A few years back I discovered Efrem on facebook and we exchanged some notes. He had, again to no surprise, become a very successful executive with Johnson and Johnson.  He had graduated from Cornell for both his Bachelors and Masters and looked, from the smiling photos posted, at peace with himself. I never saw him at any of the reunions, but that could be said for nearly half our class. Maybe he came to our 20th which was enormous, and I didn't see him.

So yesterday there is a video posting on Facebook with Efrem being interviewed.  He sounds intelligent as always and is speaking about his two sons, two daughters, and grandkids.  There are some social and philosophical comments in the 17 minute piece, and it is--in and of itself--if not upbeat, not downbeat either.  However, a careful reading of comments beneath the video indicated that he is gone.

I read today that he died of cancer at 64 on Wednesday.  Sad news.  Except for the few facebook exchanges, I did not see or talk to Efrem in nearly fifty years. But his passing is saddening and is lingering in my head.  Sure, some of the sadness is because he is a contemporary and you wonder how long you have if contemporaries are dying.  But I think it is more than that. I can see the guy working feverishly on math problems, reviewing his notes on the day of an exam, asking relevant questions in class, laughing, and ...very much alive. It is tough to imagine him not being with us. I can't recall it, but I bet the presentation on Rwanda and Burundi was brilliant.

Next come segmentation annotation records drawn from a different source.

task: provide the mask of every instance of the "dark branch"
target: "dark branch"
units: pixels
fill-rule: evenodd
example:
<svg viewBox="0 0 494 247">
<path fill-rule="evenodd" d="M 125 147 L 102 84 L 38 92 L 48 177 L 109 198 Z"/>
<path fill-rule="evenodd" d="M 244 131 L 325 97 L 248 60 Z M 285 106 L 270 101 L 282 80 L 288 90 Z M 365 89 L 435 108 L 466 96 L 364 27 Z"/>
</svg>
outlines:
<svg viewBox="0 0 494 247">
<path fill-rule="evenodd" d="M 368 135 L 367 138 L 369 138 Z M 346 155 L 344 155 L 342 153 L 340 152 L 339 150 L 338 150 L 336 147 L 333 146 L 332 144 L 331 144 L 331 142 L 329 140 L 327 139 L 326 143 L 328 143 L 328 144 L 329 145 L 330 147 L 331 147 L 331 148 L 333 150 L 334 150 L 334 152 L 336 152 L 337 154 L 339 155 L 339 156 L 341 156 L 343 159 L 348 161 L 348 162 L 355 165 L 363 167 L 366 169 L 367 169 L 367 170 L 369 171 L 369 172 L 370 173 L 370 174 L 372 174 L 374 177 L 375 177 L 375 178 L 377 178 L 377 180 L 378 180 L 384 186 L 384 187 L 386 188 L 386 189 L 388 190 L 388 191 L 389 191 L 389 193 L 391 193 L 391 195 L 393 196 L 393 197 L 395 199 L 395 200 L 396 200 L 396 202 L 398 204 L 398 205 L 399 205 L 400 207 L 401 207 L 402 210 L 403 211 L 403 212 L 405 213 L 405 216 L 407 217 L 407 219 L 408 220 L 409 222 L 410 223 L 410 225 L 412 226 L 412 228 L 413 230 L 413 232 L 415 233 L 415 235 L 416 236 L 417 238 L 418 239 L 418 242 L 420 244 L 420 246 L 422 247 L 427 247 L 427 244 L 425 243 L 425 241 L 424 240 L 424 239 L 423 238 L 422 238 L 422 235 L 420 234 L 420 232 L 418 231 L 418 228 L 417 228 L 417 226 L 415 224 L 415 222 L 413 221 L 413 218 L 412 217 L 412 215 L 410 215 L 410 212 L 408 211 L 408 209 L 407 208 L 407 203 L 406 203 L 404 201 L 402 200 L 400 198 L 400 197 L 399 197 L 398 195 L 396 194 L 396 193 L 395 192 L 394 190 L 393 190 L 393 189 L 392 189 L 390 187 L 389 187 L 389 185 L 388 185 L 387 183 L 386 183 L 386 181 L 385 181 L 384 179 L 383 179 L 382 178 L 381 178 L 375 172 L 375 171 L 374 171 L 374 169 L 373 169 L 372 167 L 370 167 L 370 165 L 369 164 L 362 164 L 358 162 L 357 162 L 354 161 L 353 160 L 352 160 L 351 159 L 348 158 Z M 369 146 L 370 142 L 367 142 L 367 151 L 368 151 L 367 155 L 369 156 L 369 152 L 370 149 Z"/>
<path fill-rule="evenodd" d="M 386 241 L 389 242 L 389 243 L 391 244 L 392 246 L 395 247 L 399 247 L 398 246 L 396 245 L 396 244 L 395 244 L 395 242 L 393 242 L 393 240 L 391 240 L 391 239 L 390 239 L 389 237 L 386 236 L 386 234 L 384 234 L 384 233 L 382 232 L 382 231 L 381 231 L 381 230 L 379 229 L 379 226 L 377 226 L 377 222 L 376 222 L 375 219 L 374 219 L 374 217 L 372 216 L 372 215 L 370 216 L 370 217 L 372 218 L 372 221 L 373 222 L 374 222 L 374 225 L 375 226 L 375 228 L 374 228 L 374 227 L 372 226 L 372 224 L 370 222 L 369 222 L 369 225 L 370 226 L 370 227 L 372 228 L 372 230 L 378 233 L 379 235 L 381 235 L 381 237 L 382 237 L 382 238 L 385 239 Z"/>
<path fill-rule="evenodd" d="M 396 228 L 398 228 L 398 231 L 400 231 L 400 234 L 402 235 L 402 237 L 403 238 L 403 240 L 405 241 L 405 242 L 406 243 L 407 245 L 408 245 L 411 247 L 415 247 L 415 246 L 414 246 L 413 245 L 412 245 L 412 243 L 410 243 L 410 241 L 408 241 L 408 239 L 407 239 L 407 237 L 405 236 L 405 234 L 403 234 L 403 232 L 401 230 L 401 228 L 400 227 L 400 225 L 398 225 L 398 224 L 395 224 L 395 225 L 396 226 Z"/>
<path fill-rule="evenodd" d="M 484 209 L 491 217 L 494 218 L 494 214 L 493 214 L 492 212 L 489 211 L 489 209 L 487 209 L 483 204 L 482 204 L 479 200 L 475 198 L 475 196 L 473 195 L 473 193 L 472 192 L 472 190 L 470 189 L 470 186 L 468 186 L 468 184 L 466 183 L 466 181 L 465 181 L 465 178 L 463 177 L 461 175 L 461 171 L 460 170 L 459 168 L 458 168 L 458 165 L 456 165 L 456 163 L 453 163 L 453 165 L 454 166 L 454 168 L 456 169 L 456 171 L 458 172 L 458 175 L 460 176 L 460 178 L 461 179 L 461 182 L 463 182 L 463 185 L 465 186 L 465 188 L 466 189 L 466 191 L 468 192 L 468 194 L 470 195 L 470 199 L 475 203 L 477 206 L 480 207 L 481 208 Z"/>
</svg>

  1. Thank you Alan for your statement. I knew Efrem briefly in my life but even so, his memory is very clear and dear to me. He "friended" me on fb and though we did not keep up acquaintance otherwise, it meant a lot to me to know that he was always kind and thoughtful even as I knew him in his early college life. Since our connection was brief, your post opened a place for me to reaffirm again to those who loved Efrem that indeed his life was meaningful and touched many people far beyond what could be imagined. Thank you for your post. Ellie

  2. You're welcome, Ellie. I can see him in my mind's eye so clearly and I had not seen him in nearly half a century.

  3. Zeke. Hope your'e the kind of person who can push those sad, lingering thoughts out of your head. Like they said on old Dairy Queen t-shirts - turn that frown upside down. so simple. I can't, so either consciously or not find I distance myself more and more from everyone. Even family. I imagine to avoid increasing pain and sadness. I am not proud of this and would not endorse it as a successful mindset. I enjoy your posts because though not always positive, they are reaffirming of caring and thinking. Gene

  4. Hello Alan,
    My name is Ari Dlugacz and I am the son of Efrem Dlugacz. Last year you referenced him in one of your posts on a blog that you shared. I recently discovered this as I was doing a google search about my father. I found your story to be both nostalgic and touching, and I was wondering if we might be able to connect at some point. My family and I love the personal anecdotes and stories where my father was able to positively impact lives. My wife and I even started a non-profit foundation in his name that helps grieving children cope with loss. The foundation is appropriately named Efrem Foundation. I realize that this is a bit of a stab in the dark here, but I figured I should reach out to a total stranger who knew my father Efrem when he was younger. Thank you.